Ce réchauffement se traduit par une augmentation de la fréquence et de l’intensité des phénomènes météorologiques extrêmes, qui ont des conséquences de plus en plus dangereuses pour les milieux naturels et les populations de toutes les régions du monde. Tout réchauffement supplémentaire aggrave rapidement les dangers auxquels nous sommes exposés. Une intensification des vagues de chaleur, des précipitations plus abondantes et d’autres phénomènes météorologiques extrêmes augmentent encore les risques pour la santé humaine et les écosystèmes.

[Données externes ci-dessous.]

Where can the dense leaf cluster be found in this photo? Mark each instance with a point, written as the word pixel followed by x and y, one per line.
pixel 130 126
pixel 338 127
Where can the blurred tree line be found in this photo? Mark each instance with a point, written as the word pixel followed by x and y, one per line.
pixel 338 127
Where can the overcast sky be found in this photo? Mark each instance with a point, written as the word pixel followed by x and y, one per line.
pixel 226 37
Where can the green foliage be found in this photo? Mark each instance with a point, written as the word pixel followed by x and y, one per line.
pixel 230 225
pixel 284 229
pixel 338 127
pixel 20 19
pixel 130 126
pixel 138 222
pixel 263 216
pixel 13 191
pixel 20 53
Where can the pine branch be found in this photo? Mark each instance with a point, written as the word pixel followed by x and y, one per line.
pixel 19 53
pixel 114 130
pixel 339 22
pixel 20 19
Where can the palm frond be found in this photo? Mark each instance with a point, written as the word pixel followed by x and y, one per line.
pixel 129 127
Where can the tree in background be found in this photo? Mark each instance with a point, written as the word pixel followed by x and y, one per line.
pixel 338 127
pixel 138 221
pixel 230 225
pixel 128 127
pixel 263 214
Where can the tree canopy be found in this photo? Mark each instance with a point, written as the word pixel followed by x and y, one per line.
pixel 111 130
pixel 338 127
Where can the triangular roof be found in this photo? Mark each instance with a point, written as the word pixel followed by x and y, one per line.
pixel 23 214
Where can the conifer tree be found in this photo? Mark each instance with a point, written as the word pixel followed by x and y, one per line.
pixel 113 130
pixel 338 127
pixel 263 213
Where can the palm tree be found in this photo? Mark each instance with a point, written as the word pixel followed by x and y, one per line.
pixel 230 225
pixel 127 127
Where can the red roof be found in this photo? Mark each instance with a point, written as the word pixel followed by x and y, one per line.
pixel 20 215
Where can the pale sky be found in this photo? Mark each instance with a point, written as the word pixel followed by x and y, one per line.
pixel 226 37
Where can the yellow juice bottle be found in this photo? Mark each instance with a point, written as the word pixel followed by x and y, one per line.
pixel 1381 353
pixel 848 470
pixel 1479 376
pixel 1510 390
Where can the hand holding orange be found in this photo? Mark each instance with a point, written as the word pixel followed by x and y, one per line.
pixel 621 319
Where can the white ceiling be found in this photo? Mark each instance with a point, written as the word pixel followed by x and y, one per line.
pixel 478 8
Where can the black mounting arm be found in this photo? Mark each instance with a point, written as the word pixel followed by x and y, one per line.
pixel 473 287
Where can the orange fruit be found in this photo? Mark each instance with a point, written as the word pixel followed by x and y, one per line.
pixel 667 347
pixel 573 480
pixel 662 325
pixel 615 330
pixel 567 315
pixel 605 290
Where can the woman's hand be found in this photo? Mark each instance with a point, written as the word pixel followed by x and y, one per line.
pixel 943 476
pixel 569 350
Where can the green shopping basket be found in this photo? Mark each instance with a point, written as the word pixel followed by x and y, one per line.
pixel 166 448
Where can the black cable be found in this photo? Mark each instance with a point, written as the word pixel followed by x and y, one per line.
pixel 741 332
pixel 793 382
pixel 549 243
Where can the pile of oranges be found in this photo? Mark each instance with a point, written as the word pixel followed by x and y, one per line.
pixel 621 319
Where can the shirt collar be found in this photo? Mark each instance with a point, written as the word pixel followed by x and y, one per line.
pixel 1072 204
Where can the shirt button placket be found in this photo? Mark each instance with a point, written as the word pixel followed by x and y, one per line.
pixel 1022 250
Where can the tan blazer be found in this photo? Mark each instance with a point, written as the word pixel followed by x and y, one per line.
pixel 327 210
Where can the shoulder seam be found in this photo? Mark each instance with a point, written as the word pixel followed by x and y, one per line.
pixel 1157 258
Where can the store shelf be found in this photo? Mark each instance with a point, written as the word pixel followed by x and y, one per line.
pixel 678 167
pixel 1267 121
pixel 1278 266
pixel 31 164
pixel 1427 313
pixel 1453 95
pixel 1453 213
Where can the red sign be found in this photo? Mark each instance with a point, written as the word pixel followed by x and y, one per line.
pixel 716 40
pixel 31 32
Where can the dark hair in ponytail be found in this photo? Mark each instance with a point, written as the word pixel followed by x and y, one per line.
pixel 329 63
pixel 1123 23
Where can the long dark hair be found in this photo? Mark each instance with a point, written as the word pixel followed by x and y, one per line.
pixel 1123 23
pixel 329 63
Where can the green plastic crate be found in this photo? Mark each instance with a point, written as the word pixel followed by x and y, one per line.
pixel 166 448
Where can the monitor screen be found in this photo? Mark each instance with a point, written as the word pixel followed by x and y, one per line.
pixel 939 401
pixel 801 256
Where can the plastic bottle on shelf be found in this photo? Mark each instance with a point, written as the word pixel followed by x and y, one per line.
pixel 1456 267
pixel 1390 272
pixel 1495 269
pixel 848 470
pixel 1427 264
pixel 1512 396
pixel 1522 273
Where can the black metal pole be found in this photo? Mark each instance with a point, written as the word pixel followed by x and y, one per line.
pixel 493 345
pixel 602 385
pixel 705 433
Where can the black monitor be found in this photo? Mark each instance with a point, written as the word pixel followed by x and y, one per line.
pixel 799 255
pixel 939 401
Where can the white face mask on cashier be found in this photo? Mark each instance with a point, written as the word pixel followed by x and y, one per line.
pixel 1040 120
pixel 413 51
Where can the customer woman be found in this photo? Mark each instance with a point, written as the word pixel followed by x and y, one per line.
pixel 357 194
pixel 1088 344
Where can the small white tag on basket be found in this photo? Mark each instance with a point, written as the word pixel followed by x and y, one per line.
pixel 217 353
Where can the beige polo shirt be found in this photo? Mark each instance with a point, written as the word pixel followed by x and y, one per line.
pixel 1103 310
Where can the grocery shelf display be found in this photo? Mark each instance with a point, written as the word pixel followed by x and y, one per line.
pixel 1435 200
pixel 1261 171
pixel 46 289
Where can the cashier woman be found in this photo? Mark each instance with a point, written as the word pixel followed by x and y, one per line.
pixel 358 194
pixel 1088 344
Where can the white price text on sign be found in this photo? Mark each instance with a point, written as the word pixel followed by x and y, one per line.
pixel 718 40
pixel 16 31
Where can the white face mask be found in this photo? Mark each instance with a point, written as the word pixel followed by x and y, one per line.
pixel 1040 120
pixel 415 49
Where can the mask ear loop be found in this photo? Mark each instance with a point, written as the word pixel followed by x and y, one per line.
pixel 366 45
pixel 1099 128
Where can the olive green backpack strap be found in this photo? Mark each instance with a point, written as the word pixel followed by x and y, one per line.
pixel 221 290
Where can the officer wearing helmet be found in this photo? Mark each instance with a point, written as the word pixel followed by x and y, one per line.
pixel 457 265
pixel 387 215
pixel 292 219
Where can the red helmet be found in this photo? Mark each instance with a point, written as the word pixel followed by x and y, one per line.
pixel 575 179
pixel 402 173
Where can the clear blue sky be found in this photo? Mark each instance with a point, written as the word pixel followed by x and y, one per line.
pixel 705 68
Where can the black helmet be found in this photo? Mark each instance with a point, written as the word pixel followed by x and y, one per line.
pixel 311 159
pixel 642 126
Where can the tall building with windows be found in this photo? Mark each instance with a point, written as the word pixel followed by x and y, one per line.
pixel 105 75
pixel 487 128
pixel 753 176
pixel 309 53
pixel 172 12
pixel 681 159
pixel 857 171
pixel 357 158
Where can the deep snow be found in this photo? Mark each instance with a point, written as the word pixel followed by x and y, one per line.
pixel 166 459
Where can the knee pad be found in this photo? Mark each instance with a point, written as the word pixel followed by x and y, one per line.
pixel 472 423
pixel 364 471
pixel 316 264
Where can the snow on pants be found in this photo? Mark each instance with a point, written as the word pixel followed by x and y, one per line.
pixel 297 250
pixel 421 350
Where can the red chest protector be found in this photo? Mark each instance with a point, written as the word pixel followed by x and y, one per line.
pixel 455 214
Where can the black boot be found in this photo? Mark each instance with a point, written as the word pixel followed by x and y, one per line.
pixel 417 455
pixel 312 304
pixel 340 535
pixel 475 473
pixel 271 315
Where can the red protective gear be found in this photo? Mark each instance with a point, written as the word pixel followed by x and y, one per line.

Sur tous les continents, des personnes meurent par suite de chaleurs extrêmes. Selon les projections actuelles, l’insécurité alimentaire et l’insécurité de l’approvisionnement en eau s’accroîtront à mesure que la planète se réchauffera. Lorsque ces risques se conjuguent avec d’autres circonstances néfastes, telles que des pandémies ou des conflits, ils deviennent encore plus difficiles à gérer.
Remarques de l’OMM
«Le rapport reprend les conclusions de tous les rapports d’évaluation du GIEC depuis 1990. Aujourd’hui, le ton est beaucoup plus dur: les risques autrefois théoriques sont devenus une réalité. Le changement climatique est déjà visible et les problèmes humains, économiques et sociaux qu’il engendre ne cessent de croître», a déclaré le Secrétaire général de l’Organisation météorologique mondiale, M. Petteri Taalas,
«Ce rapport montre que nous nous dirigeons actuellement vers un réchauffement de 2,2 à 3,5° C. Un réchauffement de 3° C aurait un impact dramatique sur la santé humaine, la biosphère, la sécurité alimentaire et l’économie mondiale. Bon nombre de ces risques pourraient être évités si nous restions dans les limites d’un réchauffement de 1,5° C», a-t-il expliqué.
«L’OMM publiera dans quelques semaines son rapport sur l’état du climat mondial, dans lequel nous montrerons que tous les paramètres climatiques évoluent dans la mauvaise direction: réchauffement et acidification des océans, fonte des glaciers, élévation du niveau de la mer, inondations et sécheresses, sans oublier les concentrations de dioxyde de carbone, de méthane et de protoxyde d’azote», a-t-il martelé.
L’autre message clé du GIEC est qu’il est beaucoup plus rationnel de limiter le changement climatique que de ne rien faire ou d’en affronter les conséquences. La bonne nouvelle, c’est que nous disposons de moyens économiquement et techniquement intéressants pour limiter le réchauffement à 1,5° C. La transition est également une excellente occasion de créer de nouvelles entreprises et de réaliser des économies.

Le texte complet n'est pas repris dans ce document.